幸い、愛沙の肩を守るような形に倒れることができた。

翔琉「愛沙さん、大丈夫ですか?」

翔琉のシャツにしがみついて、胸に倒れこむような姿になったまま、
動かない。

翔琉「愛沙さん?どこか打ちましたか?」

労わるように翔琉が愛沙の腕に触れようとする、
すると、
愛沙の腕がさらにしがみついて、抱き着くような形になった。

翔琉「愛沙さん?ええと……玄関で寝たら風邪ひいちゃいますよ?もうちょっとがんばりましょう?」

愛沙「わ、私は、これでも、がんばってるんだから……」

翔琉「はいはい。さっきも居酒屋で聞きましたし、愛沙さんががんばってるのは後輩である僕にもわかりますから」

ポンポン、と愛沙の肩をたたく。
宥めるように、子供にするように優しく。
そのしぐさがもどかしくて、愛沙は上体を起こすと、倒れたままの翔琉の顔の横に両腕をついた。

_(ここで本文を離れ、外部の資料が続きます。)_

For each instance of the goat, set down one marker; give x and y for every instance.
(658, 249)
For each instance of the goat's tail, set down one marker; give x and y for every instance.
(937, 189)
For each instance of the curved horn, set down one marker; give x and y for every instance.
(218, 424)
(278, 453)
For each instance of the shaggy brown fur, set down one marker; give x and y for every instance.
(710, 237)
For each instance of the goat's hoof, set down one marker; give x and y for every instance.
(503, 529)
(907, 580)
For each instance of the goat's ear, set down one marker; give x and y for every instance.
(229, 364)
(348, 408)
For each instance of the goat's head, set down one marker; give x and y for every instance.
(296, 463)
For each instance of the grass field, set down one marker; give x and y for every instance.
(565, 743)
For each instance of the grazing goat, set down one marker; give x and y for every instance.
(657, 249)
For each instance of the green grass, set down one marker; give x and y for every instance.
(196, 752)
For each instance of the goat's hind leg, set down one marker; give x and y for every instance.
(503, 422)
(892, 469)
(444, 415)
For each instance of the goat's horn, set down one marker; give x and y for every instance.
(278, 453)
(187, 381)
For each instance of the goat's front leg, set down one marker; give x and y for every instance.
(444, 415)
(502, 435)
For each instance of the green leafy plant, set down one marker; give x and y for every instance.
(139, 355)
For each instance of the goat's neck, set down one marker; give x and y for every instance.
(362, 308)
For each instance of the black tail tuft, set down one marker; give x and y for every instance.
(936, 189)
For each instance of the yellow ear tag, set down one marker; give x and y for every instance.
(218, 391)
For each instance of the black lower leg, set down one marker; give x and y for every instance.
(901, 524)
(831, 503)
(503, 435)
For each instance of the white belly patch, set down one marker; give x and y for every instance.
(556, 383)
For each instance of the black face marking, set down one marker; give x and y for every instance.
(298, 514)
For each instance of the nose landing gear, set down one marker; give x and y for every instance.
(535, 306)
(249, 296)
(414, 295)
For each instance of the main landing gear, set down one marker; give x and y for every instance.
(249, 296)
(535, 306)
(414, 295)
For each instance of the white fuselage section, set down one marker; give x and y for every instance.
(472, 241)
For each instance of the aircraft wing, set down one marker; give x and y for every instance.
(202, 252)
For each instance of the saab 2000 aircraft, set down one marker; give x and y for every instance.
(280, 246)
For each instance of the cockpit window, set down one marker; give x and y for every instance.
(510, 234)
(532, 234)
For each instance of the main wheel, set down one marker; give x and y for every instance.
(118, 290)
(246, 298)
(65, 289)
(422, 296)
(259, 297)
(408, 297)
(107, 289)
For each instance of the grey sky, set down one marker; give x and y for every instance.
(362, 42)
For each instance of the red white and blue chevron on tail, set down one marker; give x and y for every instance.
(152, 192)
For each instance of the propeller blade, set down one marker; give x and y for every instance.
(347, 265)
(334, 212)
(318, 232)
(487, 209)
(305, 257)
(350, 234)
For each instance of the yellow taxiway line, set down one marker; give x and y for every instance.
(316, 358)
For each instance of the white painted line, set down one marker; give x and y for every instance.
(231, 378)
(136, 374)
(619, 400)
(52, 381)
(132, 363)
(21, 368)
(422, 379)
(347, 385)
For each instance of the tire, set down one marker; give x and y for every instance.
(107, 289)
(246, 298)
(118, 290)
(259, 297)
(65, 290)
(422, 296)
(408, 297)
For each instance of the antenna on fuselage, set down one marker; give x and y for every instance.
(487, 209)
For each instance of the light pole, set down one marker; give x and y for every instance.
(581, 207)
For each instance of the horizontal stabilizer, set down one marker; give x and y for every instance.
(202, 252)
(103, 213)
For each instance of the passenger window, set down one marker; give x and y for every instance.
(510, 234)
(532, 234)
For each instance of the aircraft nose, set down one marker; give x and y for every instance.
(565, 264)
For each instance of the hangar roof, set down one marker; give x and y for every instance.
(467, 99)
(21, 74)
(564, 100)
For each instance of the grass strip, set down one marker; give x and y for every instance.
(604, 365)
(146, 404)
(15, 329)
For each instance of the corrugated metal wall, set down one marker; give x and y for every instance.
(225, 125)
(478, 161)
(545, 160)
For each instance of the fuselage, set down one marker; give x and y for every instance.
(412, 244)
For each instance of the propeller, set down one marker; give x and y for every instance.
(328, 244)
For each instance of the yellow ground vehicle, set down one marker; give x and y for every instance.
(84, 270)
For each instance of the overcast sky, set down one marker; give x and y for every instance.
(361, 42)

愛沙「そういう意味じゃなくて……こういう意味で、がんばってるつもりなんだけど!」

翔琉「こういう……って」

愛沙「だからその……迫ってんのよ!にっっぶいなぁ!!!」

愛沙(言っちゃった)

緊張しすぎて声が裏返ってしまった。その決まらなさが恥ずかしい。
なのに、肝心の相手は

翔琉「……」

深刻な顔でこちらを見ている。
確実に甘い雰囲気ではない。

愛沙(もしかして慣れてなさすぎて変なことしちゃった!?他の人はこんなことしない?)

大きな間違いでも起こしたんじゃないか。
そう思うと背筋が冷たくなってくる。

翔琉「あの……愛沙さん」

愛沙「な、何?」

翔琉「これは、ダメな酔い方です。」

ぴしゃ、と言うと、私の腕をつかんで立たせようとする。
とても冷静に。

愛沙(でも、ここで負けるわけには、いかない……)

何に、というと何にかもよくわからなくなってきた。
何故ならそれどころじゃなく胸がどきどきとうるさいから。
アルコールなんてほとんど飲めなかった。
普段からそんなに弱いほうじゃないから酔って介抱なんてこともされたことがない。
なのにどうして後輩に送ってもらうようなことになってるのか、と言うと――

愛沙(私が仕向けたから、なんだよね……)

今更引き返すことはできないと思うとお腹の奥がきゅっとしまる。
急に思考がクリアになって来たみたいだ。

翔琉「ほーら、行きますよ〜……わぁ!」

起き上がりかけた翔琉にぎゅっとしがみつく。

翔琉「もう、ふらふらしすぎです。お水でも飲みま――」

愛沙「酔ってないよ」

翔琉「え?」

愛沙「今、全然酔ってない」

翔琉「……ええ、と。酔ってる人は酔ってないって言うものですよ。
  はいはい、ほら、お水飲んで今日は早く寝たほうが良いです」

愛沙「いつも一緒に飲んでるから知ってるでしょ?私、お酒弱くないよ」

翔琉「疲れてると回るってこともありますよ」

どれだけ誠実で、頑ななんだろうか。

愛沙(そんなに、嫌なの?)

いつもより少し硬い声と表情がじれったくて、くやしくて、
しがみつく腕の力をふっと緩めて、背を伸ばした。

翔琉「んっ……!」

唇を押し付けるだけのキス。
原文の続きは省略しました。